Jonathan, thanks for your support. So far I noticed that DNS gives pretty
large delay. E.g. resolving IP addresses for 1000 URLs took 80 seconds in
serial code and 26 seconds in muli-task code:
Serial execution:
julia> @time for url in urls
begin
Base.getaddrinfo(URI(url).host)
end
end
elapsed time: 80.071810293 seconds (732400 bytes allocated)
Multitask execution:
julia> @time @sync for url in urls
@async begin
Base.getaddrinfo(URI(url).host)
end
end
elapsed time: 26.241893516 seconds (4277968 bytes allocated)
So I'll try to pre-resolve IPs and test again.
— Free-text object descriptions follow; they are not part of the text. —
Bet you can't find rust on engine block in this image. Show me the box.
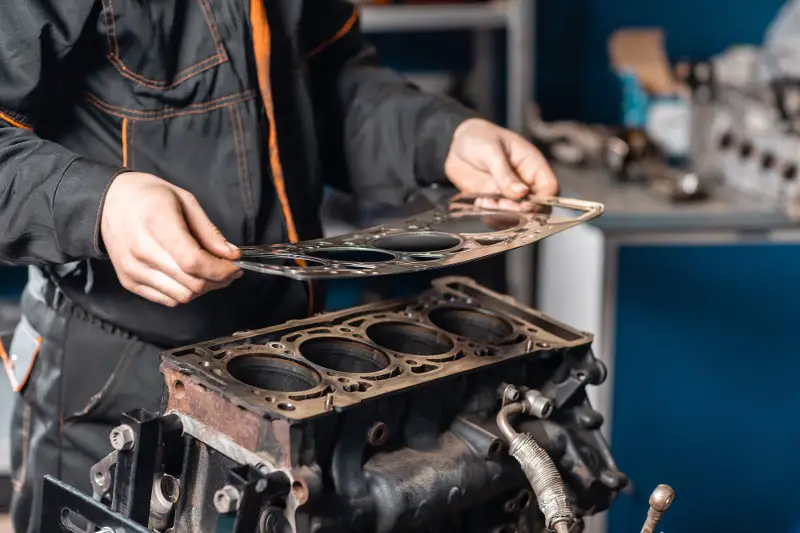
[159,277,594,453]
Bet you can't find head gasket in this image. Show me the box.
[235,194,603,279]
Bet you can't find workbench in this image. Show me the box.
[537,167,800,533]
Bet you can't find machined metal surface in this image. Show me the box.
[235,195,603,280]
[151,277,624,533]
[161,277,596,423]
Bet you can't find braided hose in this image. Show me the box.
[497,402,574,532]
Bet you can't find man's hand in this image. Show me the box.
[100,172,242,307]
[445,118,559,210]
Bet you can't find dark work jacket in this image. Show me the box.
[0,0,477,347]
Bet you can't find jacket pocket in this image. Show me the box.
[0,316,42,394]
[61,310,163,426]
[100,0,229,90]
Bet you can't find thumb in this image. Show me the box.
[485,142,530,200]
[178,192,240,260]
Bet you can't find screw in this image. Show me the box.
[523,390,554,419]
[213,485,241,514]
[498,383,520,403]
[109,424,135,451]
[640,484,675,533]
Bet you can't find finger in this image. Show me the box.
[497,198,525,212]
[135,241,239,294]
[179,192,241,260]
[485,142,530,200]
[447,157,501,195]
[151,218,241,282]
[129,284,180,308]
[507,137,560,196]
[194,270,244,297]
[475,198,500,210]
[130,266,197,304]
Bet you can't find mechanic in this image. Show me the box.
[0,1,558,531]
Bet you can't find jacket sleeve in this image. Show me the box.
[0,1,124,265]
[301,0,480,205]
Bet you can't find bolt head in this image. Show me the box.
[109,424,135,451]
[649,484,675,512]
[214,485,241,514]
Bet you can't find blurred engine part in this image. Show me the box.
[41,276,666,533]
[526,106,710,203]
[691,83,800,217]
[235,194,603,279]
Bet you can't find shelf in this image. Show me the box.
[359,1,510,32]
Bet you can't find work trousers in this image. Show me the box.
[9,285,164,533]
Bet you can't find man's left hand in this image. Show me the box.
[445,118,559,209]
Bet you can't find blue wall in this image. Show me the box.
[609,243,800,533]
[373,1,787,125]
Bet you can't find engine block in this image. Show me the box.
[41,277,653,533]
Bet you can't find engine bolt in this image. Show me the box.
[109,424,135,451]
[640,484,675,533]
[499,383,520,403]
[524,390,554,419]
[367,421,389,446]
[213,485,242,514]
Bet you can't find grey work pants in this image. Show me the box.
[9,286,164,533]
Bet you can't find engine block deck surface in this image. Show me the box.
[235,195,604,279]
[161,277,594,423]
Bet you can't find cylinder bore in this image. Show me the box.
[299,338,391,374]
[227,355,321,392]
[371,232,460,253]
[428,307,514,344]
[431,213,521,234]
[305,247,394,263]
[366,322,454,356]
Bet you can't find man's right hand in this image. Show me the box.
[100,172,243,307]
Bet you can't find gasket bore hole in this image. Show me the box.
[371,232,461,253]
[366,322,454,356]
[299,338,391,374]
[227,355,321,393]
[428,307,514,344]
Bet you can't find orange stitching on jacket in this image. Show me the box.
[101,0,228,89]
[0,335,41,394]
[197,0,226,57]
[0,339,18,392]
[121,118,129,167]
[232,105,255,239]
[228,105,255,241]
[306,7,359,60]
[104,0,120,56]
[85,90,255,121]
[0,109,33,130]
[249,0,315,314]
[108,54,227,90]
[249,0,299,243]
[100,0,115,53]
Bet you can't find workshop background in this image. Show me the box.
[1,1,799,533]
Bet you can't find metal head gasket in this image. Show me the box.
[235,194,604,279]
[160,277,596,422]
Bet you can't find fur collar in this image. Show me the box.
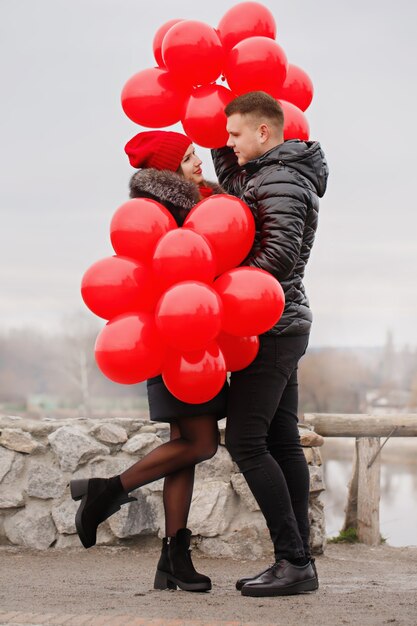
[129,169,200,210]
[203,180,224,195]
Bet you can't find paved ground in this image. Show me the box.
[0,541,416,626]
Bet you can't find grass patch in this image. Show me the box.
[328,528,387,544]
[328,527,359,544]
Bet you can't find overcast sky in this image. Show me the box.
[1,0,416,348]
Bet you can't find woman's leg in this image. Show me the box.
[163,422,195,537]
[71,415,219,550]
[153,418,218,592]
[120,415,219,492]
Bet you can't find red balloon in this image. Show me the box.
[155,281,223,352]
[224,37,288,98]
[162,341,226,403]
[182,84,235,149]
[95,313,166,384]
[279,100,310,141]
[277,64,314,112]
[183,195,255,275]
[81,256,155,320]
[217,2,276,51]
[162,20,224,87]
[110,198,177,265]
[121,68,188,127]
[152,229,216,292]
[217,332,259,371]
[153,19,184,67]
[214,267,285,336]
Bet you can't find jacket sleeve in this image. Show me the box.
[211,147,246,197]
[244,175,308,281]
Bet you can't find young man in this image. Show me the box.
[212,91,328,597]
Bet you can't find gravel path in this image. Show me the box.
[0,542,416,625]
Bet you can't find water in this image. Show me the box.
[320,440,417,547]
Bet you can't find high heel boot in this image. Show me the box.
[70,476,136,549]
[154,528,211,592]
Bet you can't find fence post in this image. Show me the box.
[356,437,381,545]
[343,438,359,532]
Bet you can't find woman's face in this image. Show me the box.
[179,144,204,184]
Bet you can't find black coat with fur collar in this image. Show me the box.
[129,169,222,226]
[128,168,228,421]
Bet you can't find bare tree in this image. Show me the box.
[299,349,373,414]
[56,312,101,416]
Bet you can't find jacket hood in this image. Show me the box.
[247,140,328,198]
[129,169,201,210]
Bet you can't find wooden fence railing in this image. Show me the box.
[303,413,417,545]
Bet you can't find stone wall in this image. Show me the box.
[0,415,326,558]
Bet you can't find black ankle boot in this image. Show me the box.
[154,537,169,580]
[70,477,136,549]
[154,529,211,592]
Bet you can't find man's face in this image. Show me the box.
[226,113,264,166]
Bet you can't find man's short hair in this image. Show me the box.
[225,91,284,133]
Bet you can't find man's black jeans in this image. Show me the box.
[225,333,310,562]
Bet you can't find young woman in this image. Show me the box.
[70,131,227,593]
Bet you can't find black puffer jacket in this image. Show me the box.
[212,140,328,336]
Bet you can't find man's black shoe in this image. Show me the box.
[236,565,274,591]
[241,559,318,597]
[310,557,319,588]
[237,558,319,590]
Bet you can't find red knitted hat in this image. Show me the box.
[125,131,192,171]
On Monday, August 24, 2015 at 4:01:44 PM UTC+3, Jonathan Malmaud wrote:
>
> As one of the maintainers of Requests.jl, I'm especially interested in its
> use for high-performance applications so don't hesitate to file an issue if
> it gives you any performance problems.
>
> On Sunday, August 23, 2015 at 7:40:08 PM UTC-4, Andrei Zh wrote:
>>
>> Hi Steven,
>>
>> thanks for your answer! It turns out I misunderstood @async long time
>> ago, assuming it also makes a remote call to other processes and thus
>> introduces true multi-tasking. So now I need to rethink my approach before
>> going further.
>>
>> Just to clarify: my goal is to perform as many requests as possible at
>> the same time, so I want to use both - multiple processes (to start several
>> requests at several cores in parallel) and tasks (to launch new requests
>> while old ones are still waiting for IO to complete).
>>
>> So I will update my approach and come back with results or new questions.
>>
>>
>>
>> On Monday, August 24, 2015 at 2:13:23 AM UTC+3, Steven G. Johnson wrote:
>>>
>>> @parallel in Julia is for executing separate parallel processes (true
>>> multi-tasking, with separate address spaces). @async is for "tasks", which
>>> are "green threads" and represent cooperative multitasking (within the same
>>> process and the same address space).
>>>
>>> I/O in Julia is asynchronous — while one task is blocked waiting on I/O,
>>> another task will wake up and start running. (This is based on the libuv
>>> library, which is designed for high-performance asynchronous I/O.)
>>>
>>> The first question is whether you want to fetch URLs in separate OS
>>> processes, or you want to use green threads within the same process. It
>>> sounds like you want the latter, in which case @async is the right thing.
>>>
>>> The second question is whether something about the Requests.jl package
>>> is serializing things somehow; for that you might file an issue at
>>> Requests.jl.
>>>
>>